筑波大学人間学群・教育学類は、教育という営みを人間の本質的な営みとして多角的・学際的に探究する学類です。教育学・教育心理学・教育社会学・教育哲学など、多様な視点から「教育」を研究対象とし、学校現場での実践力だけでなく、教育に関する深い理論的・批判的思考力を備えた人材の育成を目指しています。筑波大学は国立大学の中でも特に学際性・研究志向が高い大学として知られており、教育学類もその特色を色濃く反映しています。後期入試においては、筆記試験(小論文)の比重が極めて高く、受験生の思考力・論述力・問題解決能力が厳しく問われます。単なる知識の暗記ではなく、複雑な問題を自ら考え抜く力が合否を分ける試験といえるでしょう。

入試傾向と特徴

筑波大学人間学群・教育学類(後期)の小論文入試には、いくつかの顕著な特徴があります。

①学際的・複合的な題材の出題

教育学類の小論文では、純粋に「教育」だけを扱う問題にとどまらず、心理学・社会学・哲学・認知科学・言語学など、隣接する学問領域と交差するテーマが頻出します。
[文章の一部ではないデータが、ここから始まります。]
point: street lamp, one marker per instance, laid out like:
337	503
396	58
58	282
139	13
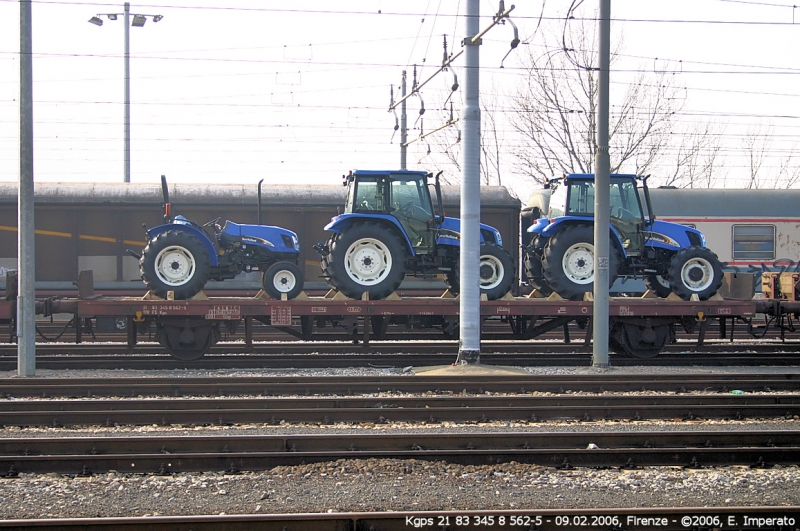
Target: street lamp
138	22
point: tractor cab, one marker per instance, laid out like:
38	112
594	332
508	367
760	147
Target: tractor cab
575	197
404	195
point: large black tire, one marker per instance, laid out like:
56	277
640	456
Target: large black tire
175	261
282	278
535	275
695	271
366	257
568	262
658	285
496	274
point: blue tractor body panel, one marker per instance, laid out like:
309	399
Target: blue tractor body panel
275	239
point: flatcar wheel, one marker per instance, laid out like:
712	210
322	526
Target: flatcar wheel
639	340
187	342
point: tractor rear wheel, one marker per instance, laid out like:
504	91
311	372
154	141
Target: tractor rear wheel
282	278
366	257
695	271
175	261
568	263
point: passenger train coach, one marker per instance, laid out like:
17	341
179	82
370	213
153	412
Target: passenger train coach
751	231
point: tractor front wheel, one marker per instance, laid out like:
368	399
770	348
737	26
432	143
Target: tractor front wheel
175	261
695	271
282	278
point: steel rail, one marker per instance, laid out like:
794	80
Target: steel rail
233	454
357	385
394	409
633	519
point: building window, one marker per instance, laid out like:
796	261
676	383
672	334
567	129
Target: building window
754	242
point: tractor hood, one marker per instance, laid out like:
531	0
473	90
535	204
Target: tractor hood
673	235
275	238
450	229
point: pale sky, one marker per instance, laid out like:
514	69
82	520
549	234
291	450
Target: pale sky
298	92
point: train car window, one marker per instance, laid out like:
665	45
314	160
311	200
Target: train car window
754	242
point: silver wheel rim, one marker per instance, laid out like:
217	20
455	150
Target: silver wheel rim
175	265
368	261
663	282
284	281
578	263
692	267
494	275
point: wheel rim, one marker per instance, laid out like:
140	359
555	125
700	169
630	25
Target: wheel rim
284	281
578	263
697	274
491	271
368	261
175	265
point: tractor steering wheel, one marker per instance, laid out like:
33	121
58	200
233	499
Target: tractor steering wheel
214	223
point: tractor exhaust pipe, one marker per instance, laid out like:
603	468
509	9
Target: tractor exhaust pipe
259	200
165	195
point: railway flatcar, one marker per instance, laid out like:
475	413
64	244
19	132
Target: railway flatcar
89	226
751	231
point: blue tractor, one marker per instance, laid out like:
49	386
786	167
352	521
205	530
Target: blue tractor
669	257
390	229
181	255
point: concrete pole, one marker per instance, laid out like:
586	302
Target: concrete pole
26	263
127	176
601	197
403	126
469	348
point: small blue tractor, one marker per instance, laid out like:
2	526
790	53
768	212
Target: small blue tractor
390	229
669	257
181	255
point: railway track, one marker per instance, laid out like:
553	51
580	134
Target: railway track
636	518
338	355
164	455
320	386
382	410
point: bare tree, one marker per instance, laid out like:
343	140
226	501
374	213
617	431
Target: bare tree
448	142
554	113
696	163
757	150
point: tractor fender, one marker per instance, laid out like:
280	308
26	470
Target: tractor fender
344	221
185	227
550	230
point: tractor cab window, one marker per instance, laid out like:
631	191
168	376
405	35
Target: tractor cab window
558	201
369	195
626	214
411	205
581	198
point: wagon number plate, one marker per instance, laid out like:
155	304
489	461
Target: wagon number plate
280	315
224	312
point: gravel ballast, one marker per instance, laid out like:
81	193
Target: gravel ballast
391	484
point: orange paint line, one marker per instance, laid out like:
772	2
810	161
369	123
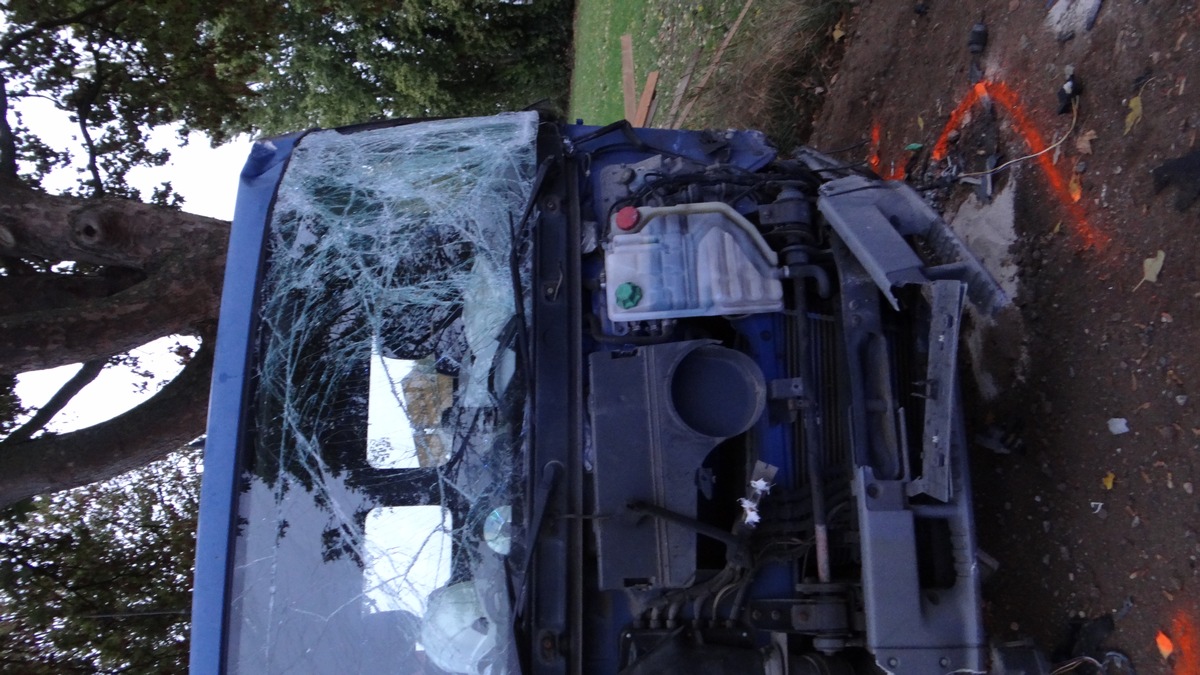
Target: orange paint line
1011	102
1187	644
874	160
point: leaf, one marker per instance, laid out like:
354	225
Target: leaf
1151	268
1134	114
1084	143
1165	646
839	30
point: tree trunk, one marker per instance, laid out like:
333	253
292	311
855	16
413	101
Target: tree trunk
168	273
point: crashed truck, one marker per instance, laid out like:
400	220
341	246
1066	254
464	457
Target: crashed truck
508	395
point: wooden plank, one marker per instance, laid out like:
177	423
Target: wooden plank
628	84
714	63
682	88
654	108
643	103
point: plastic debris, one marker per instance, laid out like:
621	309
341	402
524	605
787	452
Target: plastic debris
978	37
1084	143
1185	174
1134	115
1164	644
1068	94
1151	268
749	512
760	487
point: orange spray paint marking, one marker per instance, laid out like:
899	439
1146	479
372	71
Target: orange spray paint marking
1187	644
875	161
1007	99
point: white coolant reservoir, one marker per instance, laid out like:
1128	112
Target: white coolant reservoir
689	260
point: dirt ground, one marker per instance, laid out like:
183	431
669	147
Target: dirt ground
1080	519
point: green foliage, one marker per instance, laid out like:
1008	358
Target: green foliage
99	579
346	61
121	67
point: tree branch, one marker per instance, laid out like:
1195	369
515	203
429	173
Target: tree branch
103	232
148	432
34	291
184	292
85	375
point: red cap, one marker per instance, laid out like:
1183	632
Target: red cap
628	217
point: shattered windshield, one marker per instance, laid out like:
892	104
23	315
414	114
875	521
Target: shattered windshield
381	511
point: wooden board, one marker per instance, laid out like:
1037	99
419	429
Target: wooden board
714	63
643	103
682	88
628	85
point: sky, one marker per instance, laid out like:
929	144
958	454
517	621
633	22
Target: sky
208	179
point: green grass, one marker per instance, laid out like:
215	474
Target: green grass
665	36
595	79
771	77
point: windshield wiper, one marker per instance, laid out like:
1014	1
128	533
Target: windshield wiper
546	482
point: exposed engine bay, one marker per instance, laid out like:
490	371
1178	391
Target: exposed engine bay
775	458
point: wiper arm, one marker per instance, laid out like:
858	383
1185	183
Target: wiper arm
550	476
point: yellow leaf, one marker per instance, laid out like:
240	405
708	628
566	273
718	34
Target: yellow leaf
1165	647
1151	268
1134	114
1084	143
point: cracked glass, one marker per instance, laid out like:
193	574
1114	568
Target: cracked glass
381	512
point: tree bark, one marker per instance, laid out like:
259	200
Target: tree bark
168	274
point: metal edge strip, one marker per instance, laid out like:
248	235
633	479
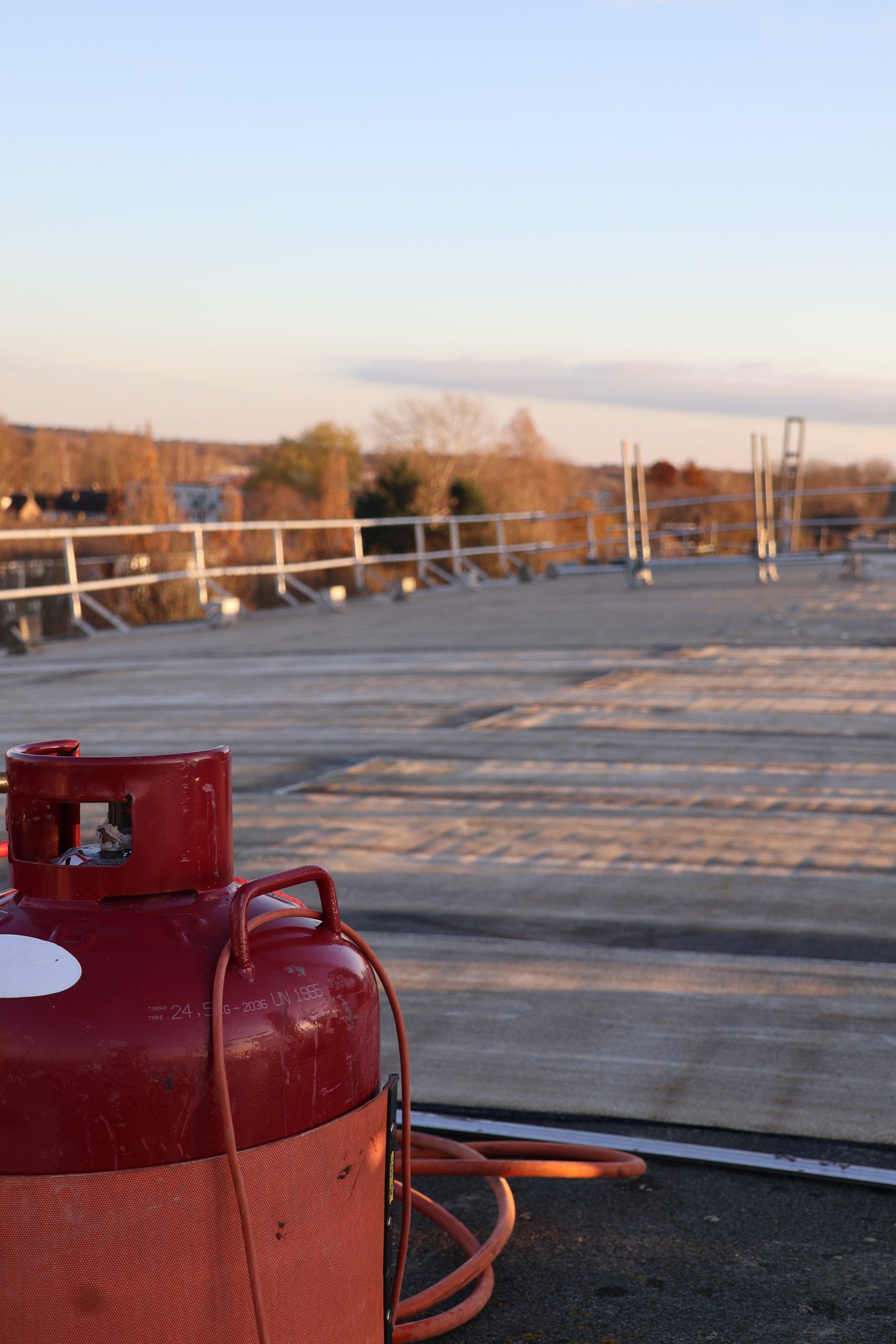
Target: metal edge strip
781	1164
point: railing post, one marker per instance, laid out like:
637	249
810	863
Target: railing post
760	508
280	561
71	577
644	573
501	539
455	533
772	550
632	545
358	550
199	555
419	546
593	537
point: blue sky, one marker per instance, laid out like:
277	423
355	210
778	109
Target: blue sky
659	219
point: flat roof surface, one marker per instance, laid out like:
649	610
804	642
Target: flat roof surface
629	855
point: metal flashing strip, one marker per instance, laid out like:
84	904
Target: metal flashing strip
781	1164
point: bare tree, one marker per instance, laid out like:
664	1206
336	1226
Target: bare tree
437	437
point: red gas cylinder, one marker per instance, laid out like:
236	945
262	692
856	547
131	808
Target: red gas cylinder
116	1203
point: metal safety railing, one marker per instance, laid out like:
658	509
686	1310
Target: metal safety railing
610	537
453	565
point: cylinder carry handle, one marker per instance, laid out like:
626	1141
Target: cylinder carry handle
265	887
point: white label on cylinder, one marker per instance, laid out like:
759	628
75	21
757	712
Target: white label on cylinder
34	967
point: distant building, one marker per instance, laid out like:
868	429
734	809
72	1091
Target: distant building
199	503
68	507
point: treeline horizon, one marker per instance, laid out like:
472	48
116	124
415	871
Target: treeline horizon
431	456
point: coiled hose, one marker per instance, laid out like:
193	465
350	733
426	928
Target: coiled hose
421	1155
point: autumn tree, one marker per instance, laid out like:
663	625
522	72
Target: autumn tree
394	495
308	464
440	440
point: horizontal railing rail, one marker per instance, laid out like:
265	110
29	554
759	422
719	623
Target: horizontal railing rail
456	563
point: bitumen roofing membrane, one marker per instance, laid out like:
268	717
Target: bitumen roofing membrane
684	1254
716	691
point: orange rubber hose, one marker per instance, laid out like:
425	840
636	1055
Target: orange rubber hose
421	1155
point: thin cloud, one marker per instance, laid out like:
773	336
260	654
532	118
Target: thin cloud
733	390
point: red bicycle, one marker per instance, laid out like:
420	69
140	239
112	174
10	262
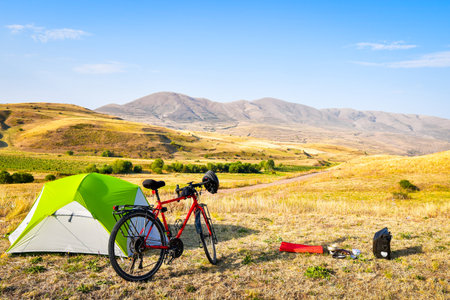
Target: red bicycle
139	242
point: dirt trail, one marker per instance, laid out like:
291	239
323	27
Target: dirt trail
264	185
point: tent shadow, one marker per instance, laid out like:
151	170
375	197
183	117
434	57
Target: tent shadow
190	238
407	251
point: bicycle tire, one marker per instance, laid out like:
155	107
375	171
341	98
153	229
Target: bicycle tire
130	232
208	240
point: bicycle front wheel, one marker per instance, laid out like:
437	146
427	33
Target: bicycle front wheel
129	248
207	235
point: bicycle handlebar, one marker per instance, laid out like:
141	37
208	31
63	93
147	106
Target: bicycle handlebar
190	185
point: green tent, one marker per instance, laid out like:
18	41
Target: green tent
74	214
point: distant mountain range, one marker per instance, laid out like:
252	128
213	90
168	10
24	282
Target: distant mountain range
280	120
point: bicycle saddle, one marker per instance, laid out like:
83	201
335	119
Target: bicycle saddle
153	184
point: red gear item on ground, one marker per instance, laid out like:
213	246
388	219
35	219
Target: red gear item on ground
298	248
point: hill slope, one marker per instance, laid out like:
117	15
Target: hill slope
373	131
57	128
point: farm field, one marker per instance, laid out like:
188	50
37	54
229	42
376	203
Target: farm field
345	205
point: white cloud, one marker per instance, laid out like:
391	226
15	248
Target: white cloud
107	68
398	45
44	35
432	60
59	34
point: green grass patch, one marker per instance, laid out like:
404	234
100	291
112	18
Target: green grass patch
318	272
20	162
35	269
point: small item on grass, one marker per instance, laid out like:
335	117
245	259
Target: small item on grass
342	253
299	248
333	248
382	244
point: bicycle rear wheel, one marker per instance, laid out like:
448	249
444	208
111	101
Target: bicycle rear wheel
128	249
207	234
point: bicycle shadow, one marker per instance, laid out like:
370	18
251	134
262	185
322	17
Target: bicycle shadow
191	239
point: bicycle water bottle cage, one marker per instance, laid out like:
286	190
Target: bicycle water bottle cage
153	184
211	182
187	191
382	244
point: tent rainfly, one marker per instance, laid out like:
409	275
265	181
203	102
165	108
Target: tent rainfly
74	214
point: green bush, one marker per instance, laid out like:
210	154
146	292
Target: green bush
50	177
22	177
92	168
157	164
122	166
400	196
107	153
5	177
318	272
405	184
106	169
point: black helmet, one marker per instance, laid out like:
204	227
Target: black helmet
211	182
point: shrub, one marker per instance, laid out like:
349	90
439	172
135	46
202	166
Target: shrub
318	272
50	177
35	269
5	177
107	153
157	170
122	166
157	164
400	196
106	169
405	184
22	177
92	168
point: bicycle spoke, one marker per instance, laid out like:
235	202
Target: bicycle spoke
129	235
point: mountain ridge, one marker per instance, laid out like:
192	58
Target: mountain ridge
181	111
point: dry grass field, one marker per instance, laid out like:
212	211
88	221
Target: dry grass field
346	205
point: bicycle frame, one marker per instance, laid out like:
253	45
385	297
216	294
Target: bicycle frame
160	209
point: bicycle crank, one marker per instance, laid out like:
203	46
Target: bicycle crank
176	248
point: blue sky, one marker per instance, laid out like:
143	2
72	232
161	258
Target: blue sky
368	55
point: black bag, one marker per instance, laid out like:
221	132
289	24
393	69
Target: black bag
382	244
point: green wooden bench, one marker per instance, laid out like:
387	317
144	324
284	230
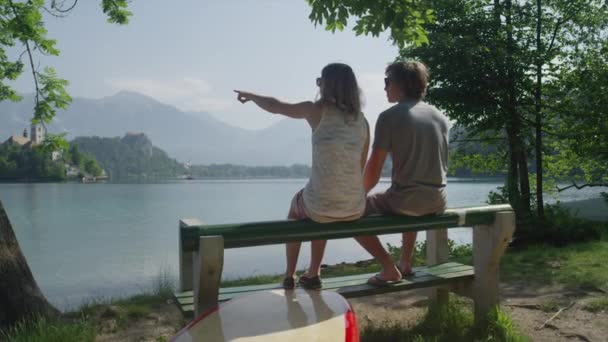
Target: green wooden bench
201	255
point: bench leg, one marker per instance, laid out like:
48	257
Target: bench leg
208	264
437	252
489	244
185	258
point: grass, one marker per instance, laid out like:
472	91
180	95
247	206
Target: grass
453	323
81	325
576	266
597	304
44	330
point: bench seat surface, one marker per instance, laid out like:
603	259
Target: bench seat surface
352	286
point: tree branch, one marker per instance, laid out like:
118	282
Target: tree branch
578	187
31	58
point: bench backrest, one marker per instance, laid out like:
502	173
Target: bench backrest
276	232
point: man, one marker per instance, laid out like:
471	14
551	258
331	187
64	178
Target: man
416	135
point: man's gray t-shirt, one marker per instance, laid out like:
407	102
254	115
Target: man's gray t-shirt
416	135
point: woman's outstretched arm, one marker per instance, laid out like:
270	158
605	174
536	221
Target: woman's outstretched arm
301	110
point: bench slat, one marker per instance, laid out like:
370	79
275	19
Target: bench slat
355	285
437	269
276	232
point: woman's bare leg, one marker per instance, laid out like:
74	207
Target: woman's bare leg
292	250
317	250
407	252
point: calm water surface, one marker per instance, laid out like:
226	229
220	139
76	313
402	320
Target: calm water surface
101	240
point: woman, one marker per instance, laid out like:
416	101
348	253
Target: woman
340	140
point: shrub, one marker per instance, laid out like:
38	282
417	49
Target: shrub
560	227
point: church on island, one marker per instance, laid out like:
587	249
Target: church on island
36	137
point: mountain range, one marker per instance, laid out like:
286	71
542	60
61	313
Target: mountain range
198	138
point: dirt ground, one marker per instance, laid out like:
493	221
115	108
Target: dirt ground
531	309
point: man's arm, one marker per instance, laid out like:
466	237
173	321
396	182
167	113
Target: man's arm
365	147
373	169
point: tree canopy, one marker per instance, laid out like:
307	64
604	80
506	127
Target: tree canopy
525	78
22	26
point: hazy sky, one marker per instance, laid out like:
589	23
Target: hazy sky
193	53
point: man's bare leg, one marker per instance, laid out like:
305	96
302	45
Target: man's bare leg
407	252
373	246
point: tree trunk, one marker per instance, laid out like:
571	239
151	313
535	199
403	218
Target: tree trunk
20	297
540	210
518	182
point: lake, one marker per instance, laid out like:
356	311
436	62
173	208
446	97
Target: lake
86	241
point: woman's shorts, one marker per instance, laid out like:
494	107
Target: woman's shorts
297	211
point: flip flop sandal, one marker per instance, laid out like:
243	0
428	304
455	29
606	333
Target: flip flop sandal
379	282
288	283
310	283
407	275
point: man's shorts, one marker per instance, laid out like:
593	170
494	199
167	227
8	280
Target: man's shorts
377	204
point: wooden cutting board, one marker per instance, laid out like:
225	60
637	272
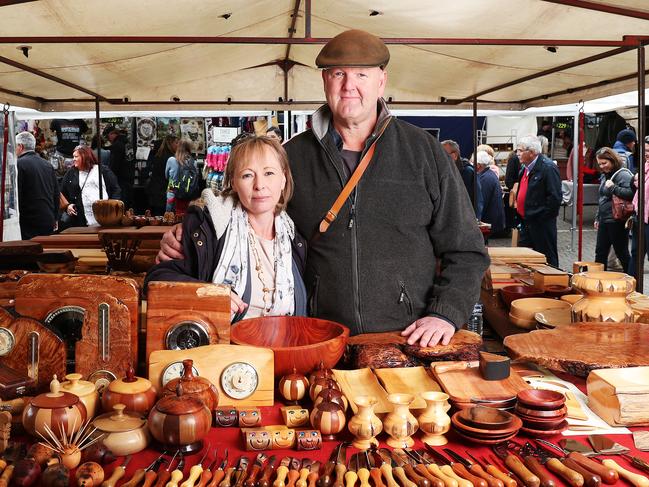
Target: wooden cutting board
466	385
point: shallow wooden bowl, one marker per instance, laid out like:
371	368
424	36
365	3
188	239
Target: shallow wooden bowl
512	293
485	418
297	341
541	399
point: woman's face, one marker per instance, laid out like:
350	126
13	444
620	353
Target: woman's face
76	158
605	165
259	182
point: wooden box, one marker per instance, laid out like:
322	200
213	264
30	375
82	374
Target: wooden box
198	313
620	396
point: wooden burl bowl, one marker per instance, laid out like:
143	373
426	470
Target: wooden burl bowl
297	341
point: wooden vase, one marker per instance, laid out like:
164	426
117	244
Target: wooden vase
434	421
365	425
400	424
329	418
604	297
293	387
136	393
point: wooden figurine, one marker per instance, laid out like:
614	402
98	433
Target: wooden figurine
295	416
226	416
308	440
249	417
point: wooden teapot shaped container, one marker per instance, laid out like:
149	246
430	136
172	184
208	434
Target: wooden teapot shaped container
86	391
125	432
54	410
180	422
193	386
136	393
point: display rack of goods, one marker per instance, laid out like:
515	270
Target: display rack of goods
604	298
193	386
180	422
56	410
136	393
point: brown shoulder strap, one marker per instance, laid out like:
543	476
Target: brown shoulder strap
332	214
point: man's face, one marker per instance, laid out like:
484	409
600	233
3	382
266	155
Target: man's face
352	93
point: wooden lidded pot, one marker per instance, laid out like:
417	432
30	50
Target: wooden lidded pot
180	421
136	393
86	391
193	386
125	432
56	410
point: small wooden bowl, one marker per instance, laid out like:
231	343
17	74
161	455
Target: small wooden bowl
297	341
541	399
512	293
485	418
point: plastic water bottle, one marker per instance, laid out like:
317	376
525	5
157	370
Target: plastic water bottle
475	320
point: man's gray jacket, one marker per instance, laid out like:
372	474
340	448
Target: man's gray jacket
405	244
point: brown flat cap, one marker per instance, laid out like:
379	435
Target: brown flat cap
354	48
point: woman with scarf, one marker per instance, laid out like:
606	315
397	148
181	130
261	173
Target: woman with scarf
244	238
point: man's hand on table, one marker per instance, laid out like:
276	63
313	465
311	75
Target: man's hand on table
429	331
170	246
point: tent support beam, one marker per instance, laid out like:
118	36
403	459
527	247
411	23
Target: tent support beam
609	9
641	180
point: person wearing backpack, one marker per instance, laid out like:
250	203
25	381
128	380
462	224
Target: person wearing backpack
615	185
183	182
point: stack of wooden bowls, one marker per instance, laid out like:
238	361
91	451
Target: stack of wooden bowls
484	425
542	412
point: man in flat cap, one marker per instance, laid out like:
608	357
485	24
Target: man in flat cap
405	252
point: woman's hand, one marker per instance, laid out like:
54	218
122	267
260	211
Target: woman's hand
236	304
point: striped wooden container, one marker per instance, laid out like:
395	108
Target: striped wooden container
180	421
59	411
136	393
329	418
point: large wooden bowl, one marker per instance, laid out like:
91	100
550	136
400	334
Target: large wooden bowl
298	342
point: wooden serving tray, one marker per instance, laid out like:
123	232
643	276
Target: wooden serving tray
362	382
408	380
465	385
582	347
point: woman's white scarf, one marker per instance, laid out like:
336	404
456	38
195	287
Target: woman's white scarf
232	268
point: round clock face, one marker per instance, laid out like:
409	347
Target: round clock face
7	341
239	380
174	371
186	335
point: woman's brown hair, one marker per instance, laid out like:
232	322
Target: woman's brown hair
249	148
88	157
610	155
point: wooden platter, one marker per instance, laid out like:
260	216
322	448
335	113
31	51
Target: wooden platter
362	382
464	384
582	347
408	380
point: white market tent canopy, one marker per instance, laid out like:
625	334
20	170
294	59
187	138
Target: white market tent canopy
259	55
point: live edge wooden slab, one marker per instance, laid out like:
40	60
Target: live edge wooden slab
581	347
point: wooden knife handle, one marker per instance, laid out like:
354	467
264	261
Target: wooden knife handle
340	475
375	475
461	470
386	470
434	469
537	469
516	466
574	478
609	475
492	481
502	476
636	479
590	479
424	472
399	473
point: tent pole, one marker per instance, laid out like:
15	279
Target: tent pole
641	171
97	121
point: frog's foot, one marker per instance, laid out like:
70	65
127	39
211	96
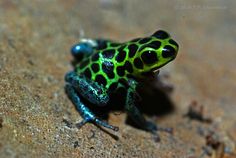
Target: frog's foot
97	122
86	114
154	130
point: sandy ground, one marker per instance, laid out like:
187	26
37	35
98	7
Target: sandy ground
36	117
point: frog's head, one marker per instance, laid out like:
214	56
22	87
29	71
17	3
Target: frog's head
156	51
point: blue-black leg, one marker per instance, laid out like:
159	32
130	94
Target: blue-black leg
90	90
72	87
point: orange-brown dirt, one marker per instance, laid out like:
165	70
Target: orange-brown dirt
37	118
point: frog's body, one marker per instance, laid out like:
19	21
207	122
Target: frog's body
105	67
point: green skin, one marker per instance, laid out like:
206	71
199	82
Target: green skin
105	67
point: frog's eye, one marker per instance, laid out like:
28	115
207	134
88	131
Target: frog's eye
168	51
161	34
149	57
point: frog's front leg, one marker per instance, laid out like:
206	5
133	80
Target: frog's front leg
92	91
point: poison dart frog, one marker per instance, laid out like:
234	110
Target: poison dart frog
105	67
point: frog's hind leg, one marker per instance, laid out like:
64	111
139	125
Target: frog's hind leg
79	84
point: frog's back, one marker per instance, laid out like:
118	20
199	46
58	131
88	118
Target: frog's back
112	63
108	65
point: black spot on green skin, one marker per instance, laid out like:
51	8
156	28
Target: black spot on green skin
132	50
135	40
161	34
102	44
113	87
101	79
138	63
84	63
168	51
108	53
124	82
144	40
149	57
121	54
87	73
154	44
128	67
120	71
95	57
95	67
173	42
108	68
130	76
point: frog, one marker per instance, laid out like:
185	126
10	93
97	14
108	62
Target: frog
104	67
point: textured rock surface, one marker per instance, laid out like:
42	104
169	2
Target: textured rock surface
36	117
一見すると教育とは無関係に思える題材が取り上げられることも多く、受験生には「この問題が教育学においてどのような意味を持つか」を読み解く抽象的思考力が求められます。表面的なテーマに引きずられず、深層にある共通のテーマを見抜く力が不可欠です。

②課題文読解型の出題形式

多くの年度で、専門的な論文・書籍の抜粋が課題文として与えられ、その内容を正確に理解した上で自分の意見を述べる形式が採られています。課題文の論旨を的確に把握する読解力と、それに対して自分の立場・意見を論理的に展開する論述力の両方が問われます。課題文の「引用」に終始してしまう答案は低評価につながるため、自分の言葉で論を展開する練習が重要です。

③抽象度の高い問いへの対応

「教育とは何か」「人間の発達において〇〇はどのような役割を果たすか」といった、抽象度の高い根本的問いへの応答が求められる傾向があります。具体的な事例や体験を根拠に使いながら、それを一般化・抽象化して論述する力が評価されます。

④時事・社会問題との連関

教育に関わる時事問題(インクルーシブ教育・ICT教育・不登校・格差問題など)や、社会全体の変容(少子化・多文化共生・グローバル化)と教育の関係についても出題実績があります。日頃から新聞・専門書に目を通し、社会問題を教育学的視点で考察する習慣をつけておくことが重要です。

過去問題

以下に、筑波大学人間学群・教育学類(後期)の過去問題を掲載します。過去問に取り組む際は、時間を計測し、本番同様の緊張感を持って解答することを強くお勧めします。

過去問題(例年の出題形式)

※以下は出題形式の参考例です。実際の問題文については筑波大学公式の入試過去問、または赤本等をご参照ください。筑波大学は後期試験において、毎年専門的な論文・エッセイ等を課題文として提示し、その内容に関する設問に論述形式で解答する形式をとっています。

【出題形式の特徴】

  • 課題文:学術論文・専門書の抜粋(日本語または英語)
  • 設問数:通常2〜3問
  • 解答字数:設問により200〜800字程度
  • 試験時間:120分程度

【頻出テーマ例】

  • 教育と人間形成の関係
  • 学習・認知・発達に関する心理学的考察
  • 教育における平等・公正・インクルージョン
  • 言語・コミュニケーションと教育
  • 学校制度・教育政策の意義と問題点
  • 教師の役割・教育実践の理論

小論文対策ポイント

筑波大学人間学群・教育学類の小論文を攻略するために、以下のポイントを意識して対策を進めましょう。

ポイント①:課題文の「論旨」を正確に把握する

課題文読解型の小論文では、まず課題文の主張・論旨を正確に把握することが大前提です。段落ごとのキーワードに印をつけながら読み、筆者が最も主張したいことを一文で言い表せるレベルの読解力を鍛えましょう。誤読に基づく論述は、どれほど文章が上手くても大幅減点につながります。普段から学術的な日本語の文章を読む習慣をつけることが最も効果的な対策です。

ポイント②:「抽象化」と「具体化」を往復する論述力

筑波大学の小論文で高得点を取るためには、具体的な事例から抽象的な原理・概念を導き出し、さらにそれを別の具体例に応用するという「抽象化↔具体化」の往復運動ができることが重要です。「〇〇という具体的事例は、△△という一般原理を示している。この原理を□□の文脈に当てはめると…」という論の展開を意識して練習しましょう。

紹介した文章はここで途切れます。